Article 29 Working Party considers draft Privacy Shield partially deficient and unclear
19. April 2016 – On 13 April 2016, the Article 29 Working Party (WP29) published its much anticipated opinion (and the corresponding statement) on the European Commission’s draft adequacy decision on the EU-U.S. Privacy Shield, which was published at the end of February 2016 (cf. news of 02.03.2016).
The WP29 welcomes some significant improvements which are offered by the Privacy Shield in comparison to the Safe Harbor decision, such as the insertion of key definitions, the mechanisms introduced to ensure the oversight of the Privacy Shield list and mandatory external and internal reviews of compliance. However, the WP29 identified various deficiencies and unclear formulations in the Privacy Shield. The WP29 criticises a general lack of clarity and expresses its strong concerns on the commercial aspects as well as the access by public authorities to data transferred under the Privacy Shield.
With respect to the commercial aspects, the WP29 contemplates that some EU key data protection principles are not reflected in the Privacy Shield (i.e. data retention principle) or have been substituted with inadequate alternative notions (i.e. purpose limitation principle). Furthermore, the WP29 is concerned that the new redress mechanism may be too complex and difficult to use for EU individuals and may thus, also considering that it is in a different language, prove to be ineffective. The WP29 urges the European Commission (Commission) to provide more clarifications on this issue. It also sees a possible improvement of the redress mechanism if the national EU data protection authorities were considered as natural contact points for EU individuals, with such authorities having the option to act on behalf of EU individuals.
With respect to access by public authorities to data transferred under the Privacy Shield, the WP29 has strong concerns that the details provided by the U.S. Office of the Director of National Intelligence (ODNI) do not exclude massive and indiscriminate collection of personal data that originated from the EU. As there is currently a tendency to collect even more data on a massive and indiscriminate scale due to the ongoing fight against terrorism, the WP29 considers that there will be upcoming rulings in this respect by the Court of Justice of the European Union. Furthermore, the WP29 is concerned that the Ombudsperson, whose introduction is welcomed by the WP29, will not be sufficiently independent and not have the adequate powers to guarantee a satisfactory remedy in case of disputes.

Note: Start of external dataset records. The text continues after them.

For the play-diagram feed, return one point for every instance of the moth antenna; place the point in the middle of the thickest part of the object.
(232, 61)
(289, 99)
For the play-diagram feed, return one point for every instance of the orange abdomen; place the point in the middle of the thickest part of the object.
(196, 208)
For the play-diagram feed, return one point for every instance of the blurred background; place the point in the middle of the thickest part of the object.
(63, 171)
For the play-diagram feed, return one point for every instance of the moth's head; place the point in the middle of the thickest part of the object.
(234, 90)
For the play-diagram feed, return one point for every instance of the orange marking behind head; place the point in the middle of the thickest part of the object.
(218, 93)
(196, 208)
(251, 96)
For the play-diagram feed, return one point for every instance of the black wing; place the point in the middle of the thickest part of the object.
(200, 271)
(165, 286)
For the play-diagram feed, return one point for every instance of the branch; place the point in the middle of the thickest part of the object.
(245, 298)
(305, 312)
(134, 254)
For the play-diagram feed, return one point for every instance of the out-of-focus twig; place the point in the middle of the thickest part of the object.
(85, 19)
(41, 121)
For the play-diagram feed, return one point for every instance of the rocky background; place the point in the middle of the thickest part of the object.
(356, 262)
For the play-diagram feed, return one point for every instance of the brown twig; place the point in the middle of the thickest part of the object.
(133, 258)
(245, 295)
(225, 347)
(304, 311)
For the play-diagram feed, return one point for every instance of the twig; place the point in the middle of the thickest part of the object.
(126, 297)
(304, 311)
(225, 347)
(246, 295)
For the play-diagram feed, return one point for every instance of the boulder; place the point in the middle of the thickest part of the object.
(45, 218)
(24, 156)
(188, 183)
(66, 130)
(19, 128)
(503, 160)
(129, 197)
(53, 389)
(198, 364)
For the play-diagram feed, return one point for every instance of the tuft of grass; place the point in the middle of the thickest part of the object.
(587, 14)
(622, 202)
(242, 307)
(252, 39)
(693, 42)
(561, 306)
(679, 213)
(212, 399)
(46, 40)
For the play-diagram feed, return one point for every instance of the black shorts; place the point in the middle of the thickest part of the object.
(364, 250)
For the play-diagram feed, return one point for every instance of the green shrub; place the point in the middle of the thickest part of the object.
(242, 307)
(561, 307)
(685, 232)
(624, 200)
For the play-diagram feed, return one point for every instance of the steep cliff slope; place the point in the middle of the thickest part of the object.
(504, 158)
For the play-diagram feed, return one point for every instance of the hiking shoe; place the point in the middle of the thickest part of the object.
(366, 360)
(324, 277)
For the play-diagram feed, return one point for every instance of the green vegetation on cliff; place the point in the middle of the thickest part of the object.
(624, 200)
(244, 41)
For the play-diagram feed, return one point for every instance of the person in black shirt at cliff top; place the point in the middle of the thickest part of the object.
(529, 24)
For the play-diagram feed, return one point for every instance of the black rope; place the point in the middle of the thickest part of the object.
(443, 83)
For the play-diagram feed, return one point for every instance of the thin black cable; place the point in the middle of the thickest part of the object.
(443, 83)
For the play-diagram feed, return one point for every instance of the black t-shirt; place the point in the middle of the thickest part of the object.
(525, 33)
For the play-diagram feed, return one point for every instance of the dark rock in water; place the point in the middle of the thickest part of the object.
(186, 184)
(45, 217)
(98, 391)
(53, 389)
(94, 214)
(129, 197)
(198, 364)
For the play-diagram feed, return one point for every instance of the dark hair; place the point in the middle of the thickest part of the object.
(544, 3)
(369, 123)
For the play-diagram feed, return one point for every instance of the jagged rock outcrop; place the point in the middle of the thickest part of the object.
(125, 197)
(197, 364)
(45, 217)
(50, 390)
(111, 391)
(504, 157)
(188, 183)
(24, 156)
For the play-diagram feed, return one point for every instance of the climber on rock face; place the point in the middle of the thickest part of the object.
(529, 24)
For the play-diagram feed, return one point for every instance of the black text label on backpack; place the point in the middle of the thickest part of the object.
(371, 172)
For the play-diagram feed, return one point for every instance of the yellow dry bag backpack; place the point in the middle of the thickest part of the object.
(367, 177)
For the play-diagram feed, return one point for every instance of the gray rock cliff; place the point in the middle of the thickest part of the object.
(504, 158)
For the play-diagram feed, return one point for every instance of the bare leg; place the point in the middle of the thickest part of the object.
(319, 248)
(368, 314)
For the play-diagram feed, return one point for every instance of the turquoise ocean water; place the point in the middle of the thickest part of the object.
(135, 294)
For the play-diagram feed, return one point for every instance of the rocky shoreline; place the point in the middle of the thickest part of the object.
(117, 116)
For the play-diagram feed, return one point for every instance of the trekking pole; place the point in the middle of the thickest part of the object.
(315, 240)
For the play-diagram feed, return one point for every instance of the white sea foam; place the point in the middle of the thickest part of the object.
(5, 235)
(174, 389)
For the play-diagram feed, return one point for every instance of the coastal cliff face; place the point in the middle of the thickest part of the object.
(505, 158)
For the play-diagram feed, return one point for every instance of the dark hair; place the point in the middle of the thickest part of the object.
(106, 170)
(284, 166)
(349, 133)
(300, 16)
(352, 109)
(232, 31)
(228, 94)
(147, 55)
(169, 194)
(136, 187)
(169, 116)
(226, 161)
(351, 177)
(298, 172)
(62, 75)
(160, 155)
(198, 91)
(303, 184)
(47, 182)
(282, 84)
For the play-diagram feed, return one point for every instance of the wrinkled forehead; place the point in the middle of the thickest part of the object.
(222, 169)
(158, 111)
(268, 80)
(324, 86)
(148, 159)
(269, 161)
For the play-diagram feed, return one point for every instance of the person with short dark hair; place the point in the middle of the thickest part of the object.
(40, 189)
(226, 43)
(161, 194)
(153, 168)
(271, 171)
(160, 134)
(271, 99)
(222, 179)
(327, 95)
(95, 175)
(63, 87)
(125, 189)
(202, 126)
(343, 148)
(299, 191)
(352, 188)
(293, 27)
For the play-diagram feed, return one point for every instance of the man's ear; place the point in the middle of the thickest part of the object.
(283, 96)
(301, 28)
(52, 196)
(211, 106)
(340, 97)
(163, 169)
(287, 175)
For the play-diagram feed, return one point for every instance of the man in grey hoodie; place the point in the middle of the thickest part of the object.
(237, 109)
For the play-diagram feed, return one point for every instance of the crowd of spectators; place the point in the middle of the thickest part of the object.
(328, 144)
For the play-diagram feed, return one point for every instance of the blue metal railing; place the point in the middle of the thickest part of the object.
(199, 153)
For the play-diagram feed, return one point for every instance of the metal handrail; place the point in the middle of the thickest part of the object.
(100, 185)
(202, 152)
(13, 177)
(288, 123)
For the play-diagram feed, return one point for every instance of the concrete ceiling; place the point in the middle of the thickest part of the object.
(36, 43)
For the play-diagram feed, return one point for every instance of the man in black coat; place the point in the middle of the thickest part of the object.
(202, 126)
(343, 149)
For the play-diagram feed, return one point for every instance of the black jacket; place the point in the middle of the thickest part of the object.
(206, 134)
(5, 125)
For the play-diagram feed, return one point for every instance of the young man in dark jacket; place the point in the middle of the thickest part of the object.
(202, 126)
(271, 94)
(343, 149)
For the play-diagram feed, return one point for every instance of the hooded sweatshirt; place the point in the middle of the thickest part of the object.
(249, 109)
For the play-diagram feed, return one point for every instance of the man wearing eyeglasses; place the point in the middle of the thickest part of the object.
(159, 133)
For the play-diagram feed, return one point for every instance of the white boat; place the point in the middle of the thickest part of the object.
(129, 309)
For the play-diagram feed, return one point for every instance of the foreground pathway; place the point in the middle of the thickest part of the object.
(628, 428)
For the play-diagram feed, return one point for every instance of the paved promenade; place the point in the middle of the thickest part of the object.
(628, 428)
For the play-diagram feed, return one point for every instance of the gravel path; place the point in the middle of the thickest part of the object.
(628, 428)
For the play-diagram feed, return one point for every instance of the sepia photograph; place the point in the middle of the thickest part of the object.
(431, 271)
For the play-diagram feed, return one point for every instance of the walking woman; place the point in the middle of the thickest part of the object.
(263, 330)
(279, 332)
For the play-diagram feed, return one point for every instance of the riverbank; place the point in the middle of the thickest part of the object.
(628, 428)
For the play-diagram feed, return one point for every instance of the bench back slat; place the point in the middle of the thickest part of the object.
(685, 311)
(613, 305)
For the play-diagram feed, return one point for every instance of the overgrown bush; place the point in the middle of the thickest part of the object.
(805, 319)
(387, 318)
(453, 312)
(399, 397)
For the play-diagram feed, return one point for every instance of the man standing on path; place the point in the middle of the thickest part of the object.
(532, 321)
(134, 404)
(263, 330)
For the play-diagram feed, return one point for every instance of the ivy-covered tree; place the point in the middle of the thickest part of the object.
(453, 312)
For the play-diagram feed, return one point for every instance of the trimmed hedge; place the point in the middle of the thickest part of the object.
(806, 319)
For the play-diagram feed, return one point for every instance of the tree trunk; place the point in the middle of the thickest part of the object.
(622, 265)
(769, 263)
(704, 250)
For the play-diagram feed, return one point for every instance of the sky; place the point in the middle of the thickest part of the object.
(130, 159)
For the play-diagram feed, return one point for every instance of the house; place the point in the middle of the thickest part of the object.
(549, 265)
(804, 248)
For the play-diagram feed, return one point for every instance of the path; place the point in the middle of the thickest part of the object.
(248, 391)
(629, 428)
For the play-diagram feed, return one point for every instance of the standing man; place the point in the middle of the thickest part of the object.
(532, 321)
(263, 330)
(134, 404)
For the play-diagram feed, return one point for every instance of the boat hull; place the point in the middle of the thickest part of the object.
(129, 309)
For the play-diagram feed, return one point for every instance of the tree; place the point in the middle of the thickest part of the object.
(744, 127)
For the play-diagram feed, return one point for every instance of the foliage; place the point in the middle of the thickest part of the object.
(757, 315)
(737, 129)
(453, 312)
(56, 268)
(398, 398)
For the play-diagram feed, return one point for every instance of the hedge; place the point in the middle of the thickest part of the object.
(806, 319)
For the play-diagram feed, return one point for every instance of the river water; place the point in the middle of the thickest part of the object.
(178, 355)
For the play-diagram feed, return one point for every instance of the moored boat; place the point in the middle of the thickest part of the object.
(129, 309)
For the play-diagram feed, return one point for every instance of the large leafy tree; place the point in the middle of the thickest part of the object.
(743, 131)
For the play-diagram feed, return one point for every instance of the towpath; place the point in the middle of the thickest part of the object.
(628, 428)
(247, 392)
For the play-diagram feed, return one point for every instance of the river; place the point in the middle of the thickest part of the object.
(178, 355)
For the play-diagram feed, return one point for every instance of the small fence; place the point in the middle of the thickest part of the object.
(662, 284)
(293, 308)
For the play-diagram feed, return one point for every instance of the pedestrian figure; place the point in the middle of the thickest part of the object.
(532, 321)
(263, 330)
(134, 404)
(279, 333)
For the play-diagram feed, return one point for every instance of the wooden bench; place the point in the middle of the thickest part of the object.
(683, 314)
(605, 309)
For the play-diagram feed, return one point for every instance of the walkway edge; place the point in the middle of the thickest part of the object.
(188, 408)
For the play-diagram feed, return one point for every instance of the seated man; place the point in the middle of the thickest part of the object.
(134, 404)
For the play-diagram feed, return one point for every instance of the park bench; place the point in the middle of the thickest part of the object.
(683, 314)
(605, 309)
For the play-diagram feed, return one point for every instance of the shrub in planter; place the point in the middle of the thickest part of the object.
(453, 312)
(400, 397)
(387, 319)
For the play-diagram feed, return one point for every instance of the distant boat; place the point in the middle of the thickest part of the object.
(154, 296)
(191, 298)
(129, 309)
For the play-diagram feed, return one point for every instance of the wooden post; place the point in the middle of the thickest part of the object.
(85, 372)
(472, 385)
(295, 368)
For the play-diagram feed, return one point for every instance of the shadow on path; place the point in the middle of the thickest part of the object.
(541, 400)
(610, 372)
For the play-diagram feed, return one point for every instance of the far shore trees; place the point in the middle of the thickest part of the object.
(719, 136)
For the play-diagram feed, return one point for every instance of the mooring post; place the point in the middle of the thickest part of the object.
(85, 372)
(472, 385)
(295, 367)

The WP29 urges the Commission to resolve the expressed concerns and provide the requested clarifications. It also mentions that the Privacy Shield will have to be reviewed after the new European General Data Protection Regulation has entered into force in the course of 2018 since this Regulation will improve data protection in the EU and has to be followed by the Privacy Shield.
The opinion of the WP29 is not binding on the Commission. However, it remains to be seen if and to what extent this opinion will in practice impact the time it will take the Commission to take the final adequacy decision. In our view, there is a certain risk that the taking of the adequacy decision will be delayed by this opinion. This would most likely also delay the entry into force of a similar but separate agreement for the transfer of personal data from Switzerland to recipients located in the USA.